This section is from the book "Animal Physiology: The Structure And Functions Of The Human Body", by John Cleland. Also available from Amazon: Animal Physiology, the Structure and Functions of the Human Body.
The Mucous Membrane Of The Stomach, by which the gastric juice is secreted, is thick, soft, and smooth. Looked at under the microscope, the surface is seen to be thrown into shallow pits, into each of which open several small glands; and in sections vertical to the surface the mucous membrane is shown to consist in greater part of tubular glands, sometimes branched, called the gastric follicles, which may reach 1/20 inch in length, and are crowded together. They are all lined with columnar epithelium down to the bottom, and the epithelial cells have been seen to undergo a change of appearance in digestion, when the gastric juice is secreted; but the majority of the follicles likewise contain numbers of large oval and more easily discovered cells underneath the columnar epithelium, structures of uncertain function, which, from having been supposed to be the agents in secreting pepsin, have been named peptic cells.
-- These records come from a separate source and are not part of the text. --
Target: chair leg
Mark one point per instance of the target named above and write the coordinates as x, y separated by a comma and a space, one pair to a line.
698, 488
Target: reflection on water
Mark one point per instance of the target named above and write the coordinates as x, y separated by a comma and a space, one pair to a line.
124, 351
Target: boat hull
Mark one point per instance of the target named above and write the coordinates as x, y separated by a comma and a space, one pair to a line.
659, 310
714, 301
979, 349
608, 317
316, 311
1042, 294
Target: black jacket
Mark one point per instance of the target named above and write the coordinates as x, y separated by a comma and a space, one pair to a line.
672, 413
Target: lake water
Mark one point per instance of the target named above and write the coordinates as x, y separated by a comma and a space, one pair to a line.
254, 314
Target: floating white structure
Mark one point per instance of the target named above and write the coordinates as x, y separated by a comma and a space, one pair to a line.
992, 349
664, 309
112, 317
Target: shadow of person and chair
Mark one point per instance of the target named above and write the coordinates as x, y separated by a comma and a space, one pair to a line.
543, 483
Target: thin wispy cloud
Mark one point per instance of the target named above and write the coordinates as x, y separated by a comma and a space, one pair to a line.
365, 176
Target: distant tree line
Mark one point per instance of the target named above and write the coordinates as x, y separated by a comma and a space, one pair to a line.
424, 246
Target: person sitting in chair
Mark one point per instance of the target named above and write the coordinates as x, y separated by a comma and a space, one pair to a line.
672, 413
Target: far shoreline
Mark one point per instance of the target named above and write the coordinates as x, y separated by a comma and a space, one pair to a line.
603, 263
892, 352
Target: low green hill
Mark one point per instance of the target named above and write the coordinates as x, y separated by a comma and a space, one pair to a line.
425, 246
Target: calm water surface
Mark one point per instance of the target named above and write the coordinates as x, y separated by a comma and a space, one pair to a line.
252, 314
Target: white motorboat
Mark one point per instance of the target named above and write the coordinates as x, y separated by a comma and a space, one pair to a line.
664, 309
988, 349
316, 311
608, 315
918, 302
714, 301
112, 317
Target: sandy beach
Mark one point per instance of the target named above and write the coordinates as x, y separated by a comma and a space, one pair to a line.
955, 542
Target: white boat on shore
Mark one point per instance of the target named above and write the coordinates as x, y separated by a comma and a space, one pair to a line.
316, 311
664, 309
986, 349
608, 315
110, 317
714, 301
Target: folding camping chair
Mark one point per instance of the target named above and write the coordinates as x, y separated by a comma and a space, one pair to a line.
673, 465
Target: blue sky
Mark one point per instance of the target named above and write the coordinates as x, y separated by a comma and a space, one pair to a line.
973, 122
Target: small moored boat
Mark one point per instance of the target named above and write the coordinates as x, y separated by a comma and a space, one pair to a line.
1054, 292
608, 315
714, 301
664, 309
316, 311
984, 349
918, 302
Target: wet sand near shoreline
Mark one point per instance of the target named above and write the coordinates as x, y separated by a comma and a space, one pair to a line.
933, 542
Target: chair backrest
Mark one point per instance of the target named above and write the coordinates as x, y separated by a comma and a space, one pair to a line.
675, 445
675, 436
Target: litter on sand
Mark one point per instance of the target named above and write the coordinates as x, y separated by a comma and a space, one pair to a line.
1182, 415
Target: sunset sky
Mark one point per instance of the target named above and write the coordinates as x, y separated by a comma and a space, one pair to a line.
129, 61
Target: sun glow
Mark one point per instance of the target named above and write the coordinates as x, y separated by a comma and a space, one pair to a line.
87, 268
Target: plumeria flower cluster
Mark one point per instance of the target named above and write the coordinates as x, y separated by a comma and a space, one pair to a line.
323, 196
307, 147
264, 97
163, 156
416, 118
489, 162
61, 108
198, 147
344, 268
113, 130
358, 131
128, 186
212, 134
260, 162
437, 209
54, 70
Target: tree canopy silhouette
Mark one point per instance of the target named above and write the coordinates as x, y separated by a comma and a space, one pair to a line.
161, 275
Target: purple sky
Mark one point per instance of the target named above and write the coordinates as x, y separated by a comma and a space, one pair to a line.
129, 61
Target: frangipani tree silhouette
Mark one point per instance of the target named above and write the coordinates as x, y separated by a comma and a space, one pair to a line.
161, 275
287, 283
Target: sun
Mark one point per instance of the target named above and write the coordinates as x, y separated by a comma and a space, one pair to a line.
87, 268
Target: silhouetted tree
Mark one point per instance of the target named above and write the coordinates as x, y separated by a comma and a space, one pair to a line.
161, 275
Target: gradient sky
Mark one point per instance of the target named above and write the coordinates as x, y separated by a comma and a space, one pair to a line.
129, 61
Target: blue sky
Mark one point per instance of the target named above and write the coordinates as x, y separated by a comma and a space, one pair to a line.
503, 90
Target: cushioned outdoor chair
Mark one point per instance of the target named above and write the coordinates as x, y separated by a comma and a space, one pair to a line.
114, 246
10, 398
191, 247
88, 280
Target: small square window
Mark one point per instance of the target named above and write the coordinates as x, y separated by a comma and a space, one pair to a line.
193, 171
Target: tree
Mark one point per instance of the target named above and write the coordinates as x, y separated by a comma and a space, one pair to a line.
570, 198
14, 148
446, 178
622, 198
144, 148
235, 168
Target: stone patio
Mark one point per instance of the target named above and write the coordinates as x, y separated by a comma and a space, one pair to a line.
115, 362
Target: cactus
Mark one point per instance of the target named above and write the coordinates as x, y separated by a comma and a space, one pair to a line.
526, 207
The glands in which these cells occur are called peptic glands, while the others are termed mucous. In some animals, for example the dog, certain regions of the stomach contain none but peptic glands, while the pyloric region has none but mucous glands; and this circumstance has been taken advantage of to determine the character of the secretion furnished by the two kinds of glands. But while one observer (Ebstein) gives a most careful and convincing account of experiments to prove that both kinds secrete pepsin, numerous others come to a different conclusion ; and it may be considered as still undecided whether the peptic or the columnar cells are the agents by which pepsin is really secreted.
68. Immediately beyond the pyloric valve, on entering the intestine, the mucous membrane changes its character. Not only is it firmer and thinner, but it is covered over with minute thread-like projections like velvet pile, named villi, best brought into view by laying the opened intestine in water, so as to make them float. They are as much as half a line long in the duodenum, and extremely crowded, but gradually get shorter and fewer in the lower parts of the small intestine, until, near the termination of the ileum, they degenerate into scattered wartlike eminences. The villi are confined entirely to the small intestine, and are a means of increasing the extent of mucous membrane for the purpose of absorption; each villus being dipped like a finger in the chyme, and sucking up the digested parts of it by every portion of its surface. The absorbent surface of the small intestine is further increased by crescentic folds of the mucous membrane passing more than half round it, and dipping into the interior. They are called valvulae conniventes, and, like the villi, are most numerous and well developed in the duodenum and jejunum.
Fig. 54. Gastric Follicles. A, Vertical section of mucous membrane from the middle of the human stomach. B, A more highly magnified view of portion of a gastric follicle of a dog, showing both peptic and columnar cells. From Heidenhain.
Fig. 65. Valvule Conniventes, exhibited in a portion of jejunum cut open. Two-thirds natural size.
The thickness of the mucous membrane of the small intestine is occupied, like that of the stomach, with closely set tubules, only they are much smaller than those of the stomach, contain no other than columnar epithelium, and are quite simple; these are called the follicles or crypts of Lieberkuhn. The duodenum has likewise three other secretions poured into it, namely, the bile, the pancreatic juice, and the secretion of a number of minute glands of a lobu-lated description, scattered beneath its mucous membrane, and called Brunner's glands.